Chinese Online Show Platform 9158 Plans IPO on the SEHK
Tian Ge Interactive Holdings Ltd., the parent company of online video broadcast platform9158.com, files for IPO on the Hong Kong Stock Exchange to raise up to HK$1.6 billion (US$210mn).
The company was founded in 2008 by Fu Zhengjun. Before Tian Ge, Fu developed an online video chatting room service that allowed up to ten people in one session.
In November 2008 Tian Ge launched a real-time video broadcasting site, 9158.com, which would become an online amusement park comprised of online show performers, third parties — performer agents, show room/channel owners and show distributors, and audiences.
Unlike the brick-and-mortar amusement park who sells tickets or other physical goods to make revenues, 9158′s revenues are primarily from virtual gift sales. As of the end of 2013, 910 virtual items had been created for users to purchase to reward performers. An average of 5.7 billion gifts were sent out monthly in the year. 9158 the platform, performers, and third parties share the total revenues. A mobile version of 9158 was launched in August 2012.
In 2010 Sina, one of the largest online news portals in China and former owner of Weibo, invested US$10 million in Tian Ge and transferred the unsuccessful UC, the instant messaging service developed by Sina, to the latter. Tian Ge would then launch Sina Show, the same with 9158.com.
As Tian Ge is based in Zhejiang Province in the eastern coastal area of China, the audiences of 9158 are from second- or lower- tier cities in Central and Southeast China. The addition of Sina Show brought Tian Ge users from North China who would turn out to contribute a larger percentage of revenues to the company than their peers on 9158 from 2012 — Tian Ge concludes that users on Sina Show make higher monthly salaries. In 2013 Sina Show contributed 42.4% of the total revenue while 9158 accounted for 35.3%.
The company made RMB384 million, RMB456 million and RMB548 million (US$88mn) in 2011, 2012 and 2013, respectively.
In November 2013, total users on Tian Ge platforms reached 200 million. The audiences are aged from 18 to 30. There were 577,000 performers with 26, 000 show rooms, 270,000 paying users and 10.8 million monthly active users, as of December 2013. Active users spent an average of 20 hours each month.
The business model would then be adopted by many Chinese Internet companies, from traditional online video site 6.cn, digital music provider Kuwo, to video chatting service YY. YY went public on the NASDAQ in late 2012 and so far its major revenue source has been virtual item sales.
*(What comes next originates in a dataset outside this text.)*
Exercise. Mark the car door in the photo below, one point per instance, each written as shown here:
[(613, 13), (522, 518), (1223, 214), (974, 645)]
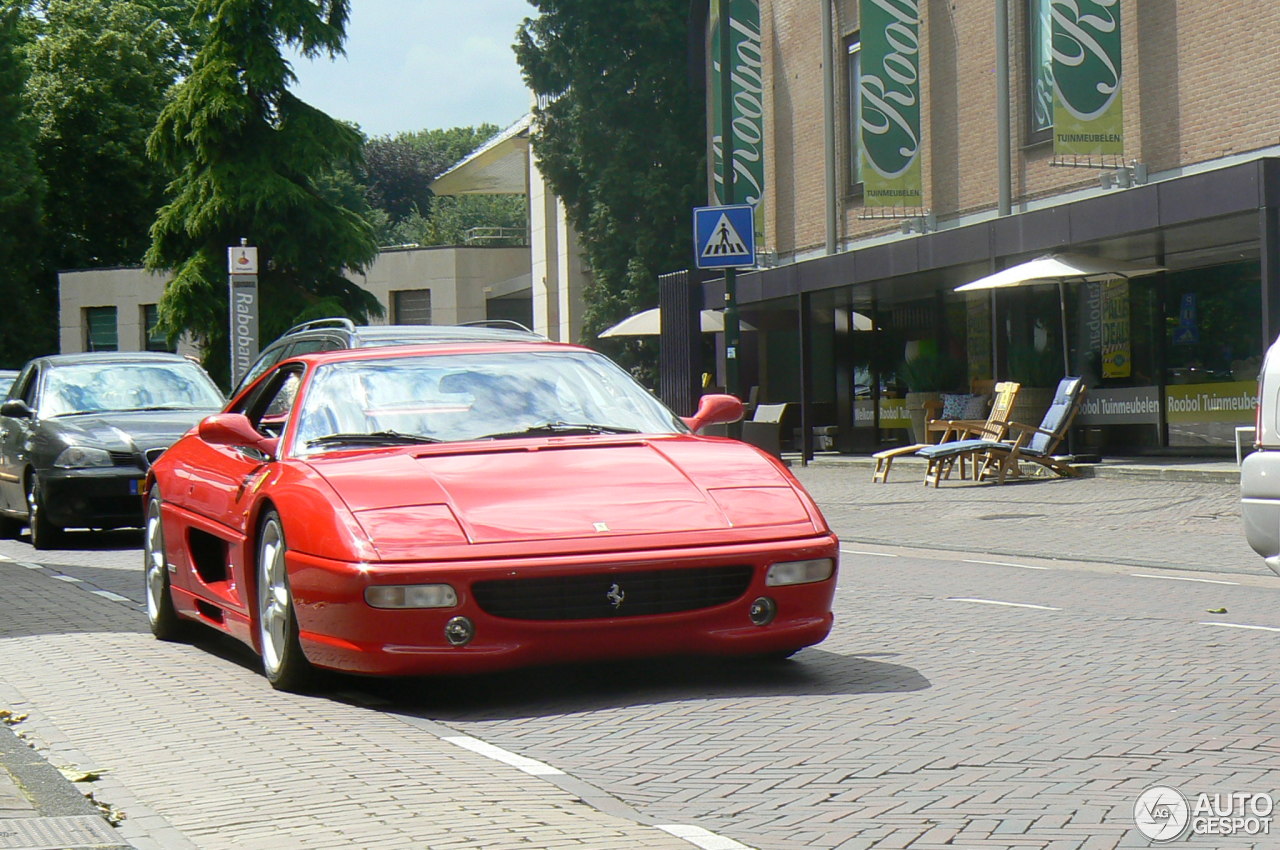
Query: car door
[(16, 442), (218, 475), (214, 484)]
Tian Ge claims, citing a report by research company iResearch, that it has the largest market share in China’ s online video broadcasting market, 33.9%. But YY made way more money than Tian Ge in both online video show and total revenue in 2013 — In the previous year YY made way less from online shows than Tian Ge though. With 700 million registered users,YY made US$141 million in online shows, 60% higher than Tian Ge’s and another US$99.5 million from gaming in 2013.
Beginning with singing shows, both YY and Tian Ge have been expanding to other forms of entertainment performance, gameplay broadcasting and online education. While YY moved earlier that introduced gaming as another monetization approach, Tian Ge added a mobile game San Guo Zhi, licensed from a third party, in 2013. 6 to 8 licensed mobile games will be launched in 2014, Tian Ge said. The company expects more monetization approaches, such as monthly premium service subscriptions, will work too.
The founder once said the company would go for IPO in the U.S. Commenting on the change in the place, the management said that the online show business will be better understood by Asian investors, as reported by NetEast (report in Chinese). It’s true there’re similar services in other Asian countries such as South Korea and Japan.
Apart from the investment from Sina, the company previously raised funding from Squared Venture Capital and IDG-ACCEL China. Sina now is the second largest shareholder in the company.